Hey eamarquardt. No need to get upset. I'm not AT&T. All i did was try to get the correct formulas out there so that others could plug in their own numbers for their own campers with different sizes, number of people, thickness and type of insulation.
BTW, if anyone wants to take windows into account, a single pane of glass has an R value of about .3.
If you run the above formula a second time with the window R value and window area. then add the result of that to the result of your wall formula, you will get a better idea of how much heating/cooling you actually need. (remember to subtract the area covered with windows from your wall area before doing the first calc.
A few years ago i installed a phase change thermal storage unit (that's what these are usually called) into a residence a few miles from my home.
It was a packaged unit about 3ft cubed. The freon coils submerged in the water/ice were made of 3/16" copper separated from each other by only about 3". The inside of the unit looked like it was about half filled with copper!
This guy actually bought the unit to freeze at night when the outdoor temperature was cooler, then thaw during the hottest part of the day when the compressor would have to pump the heat up a higher thermodynamic hill.

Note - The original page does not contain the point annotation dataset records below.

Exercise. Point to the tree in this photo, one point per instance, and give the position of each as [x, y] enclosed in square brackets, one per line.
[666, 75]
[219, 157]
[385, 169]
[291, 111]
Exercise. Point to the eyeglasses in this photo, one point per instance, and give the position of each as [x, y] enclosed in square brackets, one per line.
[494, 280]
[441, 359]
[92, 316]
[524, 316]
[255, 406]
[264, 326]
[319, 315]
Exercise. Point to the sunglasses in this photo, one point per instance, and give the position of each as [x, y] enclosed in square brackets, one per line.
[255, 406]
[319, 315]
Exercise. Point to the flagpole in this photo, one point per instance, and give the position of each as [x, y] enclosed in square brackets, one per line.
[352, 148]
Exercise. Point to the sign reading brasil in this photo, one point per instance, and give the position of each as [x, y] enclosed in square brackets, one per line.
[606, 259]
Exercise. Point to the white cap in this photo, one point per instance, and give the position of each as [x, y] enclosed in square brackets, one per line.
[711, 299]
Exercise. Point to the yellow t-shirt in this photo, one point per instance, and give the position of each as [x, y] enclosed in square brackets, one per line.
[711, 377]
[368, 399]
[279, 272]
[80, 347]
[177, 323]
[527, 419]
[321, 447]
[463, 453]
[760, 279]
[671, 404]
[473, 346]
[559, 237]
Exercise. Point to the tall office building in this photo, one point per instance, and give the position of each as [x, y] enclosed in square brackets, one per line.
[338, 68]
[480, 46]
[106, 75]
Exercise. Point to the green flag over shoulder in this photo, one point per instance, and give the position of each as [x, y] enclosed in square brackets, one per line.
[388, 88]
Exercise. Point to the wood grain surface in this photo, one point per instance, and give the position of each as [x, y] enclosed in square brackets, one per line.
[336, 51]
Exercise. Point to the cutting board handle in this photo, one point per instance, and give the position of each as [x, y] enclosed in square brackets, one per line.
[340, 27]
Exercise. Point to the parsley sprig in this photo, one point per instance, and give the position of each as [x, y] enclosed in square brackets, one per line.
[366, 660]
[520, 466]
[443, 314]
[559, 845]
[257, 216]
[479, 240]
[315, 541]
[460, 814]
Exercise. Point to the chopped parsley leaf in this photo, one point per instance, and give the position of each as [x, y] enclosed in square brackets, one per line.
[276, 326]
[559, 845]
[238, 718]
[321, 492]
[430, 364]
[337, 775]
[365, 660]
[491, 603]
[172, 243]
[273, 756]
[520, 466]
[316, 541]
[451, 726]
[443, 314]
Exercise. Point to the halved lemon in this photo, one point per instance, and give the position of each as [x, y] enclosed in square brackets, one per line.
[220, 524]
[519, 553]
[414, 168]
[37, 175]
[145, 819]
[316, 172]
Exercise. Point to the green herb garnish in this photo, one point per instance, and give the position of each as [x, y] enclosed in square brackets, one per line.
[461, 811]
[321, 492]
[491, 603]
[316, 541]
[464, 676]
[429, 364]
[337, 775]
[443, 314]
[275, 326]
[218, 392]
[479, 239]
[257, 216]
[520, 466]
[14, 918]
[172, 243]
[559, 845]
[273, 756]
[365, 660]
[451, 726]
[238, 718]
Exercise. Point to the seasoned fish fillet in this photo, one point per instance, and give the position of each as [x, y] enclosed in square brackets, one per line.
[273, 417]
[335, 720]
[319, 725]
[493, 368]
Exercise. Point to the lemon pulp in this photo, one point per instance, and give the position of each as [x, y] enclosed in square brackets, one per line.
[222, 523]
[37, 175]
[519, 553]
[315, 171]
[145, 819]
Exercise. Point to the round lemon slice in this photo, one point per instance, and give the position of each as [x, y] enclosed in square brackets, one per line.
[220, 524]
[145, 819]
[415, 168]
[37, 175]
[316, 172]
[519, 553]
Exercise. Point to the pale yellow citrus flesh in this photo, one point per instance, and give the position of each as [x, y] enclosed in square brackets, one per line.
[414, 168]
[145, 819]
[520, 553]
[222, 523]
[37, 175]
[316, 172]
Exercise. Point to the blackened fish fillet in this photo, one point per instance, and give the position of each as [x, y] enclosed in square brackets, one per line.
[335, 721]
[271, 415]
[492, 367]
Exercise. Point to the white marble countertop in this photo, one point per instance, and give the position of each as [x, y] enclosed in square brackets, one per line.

It didn't save him much money, but he was doing it as a green thing.
The V.A. hospital in downtown Detroit does something similar using a chilled brine reservoir of a little over a million gallons buried under their parking garage. We could chill that down to about 40 degrees overnight when our time of use pricing was close to free, then pump that water through our air handlers until it reached about 60 degrees during the day(any warmer and you lose most of your dehumidification).